More power to those of you who have enjoyed Las Vegas as a vacation destination. It wasn’t on my life-list before and I was glad to shake the dust off my feet when I left. Sadly, the Account Executive on my team loved having me there and recognizes that I should be there for the site visit as well as the pre-show set-up. So, looks like more Vegas in my future. I guess we can’t all be lucky.

November 7, 2008

Exciting Times

I had a brilliant (absolutely mind-blowingly brilliant, I swear) post about the election, but my browser crashed and I lost it. Sigh.

I'm in Vegas for work, writing this between meetings. I get all the joy of writing post-it notes with place names onto the back of signs. Mostly, I'm making sure all the signs that I laid out are beautiful and placed correctly before the attendees arrive. This puts me squarely in the non-creative world of the sort of people who thrive on operations. Don't get me wrong, I like to be organized, but not quite to the extent of minutia that an ops person enjoys...

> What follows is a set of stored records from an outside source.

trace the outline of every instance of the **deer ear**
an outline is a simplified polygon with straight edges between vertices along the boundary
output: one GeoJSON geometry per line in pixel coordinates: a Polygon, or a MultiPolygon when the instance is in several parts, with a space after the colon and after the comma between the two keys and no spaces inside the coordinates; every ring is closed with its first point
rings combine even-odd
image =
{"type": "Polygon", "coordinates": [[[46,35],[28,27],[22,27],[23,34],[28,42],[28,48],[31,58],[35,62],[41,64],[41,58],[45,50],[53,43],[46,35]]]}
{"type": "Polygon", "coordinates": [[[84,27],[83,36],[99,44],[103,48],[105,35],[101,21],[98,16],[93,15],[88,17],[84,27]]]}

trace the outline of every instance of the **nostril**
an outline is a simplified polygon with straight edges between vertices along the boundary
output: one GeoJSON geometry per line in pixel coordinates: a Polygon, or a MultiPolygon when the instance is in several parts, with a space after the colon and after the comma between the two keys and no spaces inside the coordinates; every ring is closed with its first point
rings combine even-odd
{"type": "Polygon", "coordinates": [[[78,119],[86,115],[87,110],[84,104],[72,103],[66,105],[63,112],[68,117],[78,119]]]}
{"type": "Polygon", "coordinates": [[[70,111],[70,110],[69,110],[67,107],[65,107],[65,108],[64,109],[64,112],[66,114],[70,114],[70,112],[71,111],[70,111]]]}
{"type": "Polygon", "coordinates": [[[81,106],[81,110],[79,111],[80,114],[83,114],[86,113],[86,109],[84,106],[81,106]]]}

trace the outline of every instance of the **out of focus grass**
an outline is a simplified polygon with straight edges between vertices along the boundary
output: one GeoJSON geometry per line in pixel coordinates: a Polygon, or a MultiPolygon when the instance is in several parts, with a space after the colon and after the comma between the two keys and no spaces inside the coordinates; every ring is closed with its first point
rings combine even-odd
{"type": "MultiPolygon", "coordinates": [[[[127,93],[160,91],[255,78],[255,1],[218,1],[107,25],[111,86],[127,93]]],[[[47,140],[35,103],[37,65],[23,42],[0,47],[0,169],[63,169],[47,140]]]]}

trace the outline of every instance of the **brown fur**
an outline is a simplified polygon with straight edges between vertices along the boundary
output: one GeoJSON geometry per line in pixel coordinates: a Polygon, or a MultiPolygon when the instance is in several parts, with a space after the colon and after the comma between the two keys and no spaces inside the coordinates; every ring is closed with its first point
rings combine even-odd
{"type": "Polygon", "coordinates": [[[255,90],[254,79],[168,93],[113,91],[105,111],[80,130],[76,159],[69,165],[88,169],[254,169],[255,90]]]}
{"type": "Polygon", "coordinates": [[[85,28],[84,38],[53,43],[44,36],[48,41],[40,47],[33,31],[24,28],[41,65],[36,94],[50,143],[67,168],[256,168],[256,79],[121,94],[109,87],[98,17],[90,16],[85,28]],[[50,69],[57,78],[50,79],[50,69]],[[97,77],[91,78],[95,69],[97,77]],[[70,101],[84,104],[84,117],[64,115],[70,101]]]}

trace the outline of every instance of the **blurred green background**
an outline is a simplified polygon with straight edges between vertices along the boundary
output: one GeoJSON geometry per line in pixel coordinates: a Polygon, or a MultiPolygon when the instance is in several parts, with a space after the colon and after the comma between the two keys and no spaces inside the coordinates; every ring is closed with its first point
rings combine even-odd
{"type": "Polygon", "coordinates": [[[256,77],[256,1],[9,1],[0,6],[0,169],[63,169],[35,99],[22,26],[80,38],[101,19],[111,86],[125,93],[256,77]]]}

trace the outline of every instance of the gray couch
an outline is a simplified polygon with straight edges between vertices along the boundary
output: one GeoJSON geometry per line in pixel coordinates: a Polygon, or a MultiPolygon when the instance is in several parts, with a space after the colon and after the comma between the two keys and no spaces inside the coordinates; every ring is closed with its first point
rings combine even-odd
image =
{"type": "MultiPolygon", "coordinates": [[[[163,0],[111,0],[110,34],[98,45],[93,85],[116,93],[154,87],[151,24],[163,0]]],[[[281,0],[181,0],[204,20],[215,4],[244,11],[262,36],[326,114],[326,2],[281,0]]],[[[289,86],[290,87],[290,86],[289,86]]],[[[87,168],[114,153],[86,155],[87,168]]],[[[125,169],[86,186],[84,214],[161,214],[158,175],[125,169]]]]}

Did I mention Vegas? This is a weird place. I'm hoping to go for a run in the morning and take pictures to post. Look, the Brooklyn Bridge! It rises four feet off of an asphalt 'river', but it's right there! And a little Eiffel Tower. Why go to Paris when I'm visiting there now? Inside the building, the ceilings are painted with a fake sky, the halls are lined with quaint little shops full of glittering junk, and every lobby and opening is crammed with slots, crap tables and card dealers. I'm bewildered by a whole city built completely around people wasting time and money. Totally weird.

Sooo...excited by the election. Bewildered by Vegas. Looking forward to a vacation in Joshua Tree next week with Jrex.

I'll post again soon, gotta go do more signage!

November 4, 2008


Jrex and I just came back from voting. The lines were longer than we've ever seen them, but it only took about 30 minutes, so not bad at all.

I'll be glad when tomorrow comes just to stop the wild emails, Facebook causes, and links to crazy YouTube videos.

On the radical left: Bush will declare martial law if it looks like Obama might win. Carry your passport with you all day and make sure your gas tank is full and you have enough cash to get out of the country. He's brought in a battalion of Army soldiers and has them at his beck and call in violation of the Constitution. In the bailout fine-print, he has 1 billion dollars in discretionary spending. All beginnings of a fascist state. This is what Mussolini did in the 1930's.

On the radical right: Obama will bring in all his Muslim cohorts if he's elected. Sarah Palin is Esther and is chosen for this time. A vote for McCain/Palin is a pro-life vote. Obama is calling for a Civilian Defense force. This is the first step towards a Nazi regime. Hitler said he was a Christian and look where that got the Germans!

My own personal conspiracy theory? If McCain/Palin get elected, someone from a fringe element will try to kill McCain so that "God's chosen" can be in power.

I've never experienced this much emotional hysteria and conspiracy theory around an election!

November 1, 2008

Speaking of dreams vs hopes.

Judging by the series of twitching feet, bared teeth, growls and barks coming from the dog next to me, in her dreams she gets to do a LOT more hunting than she does in real life.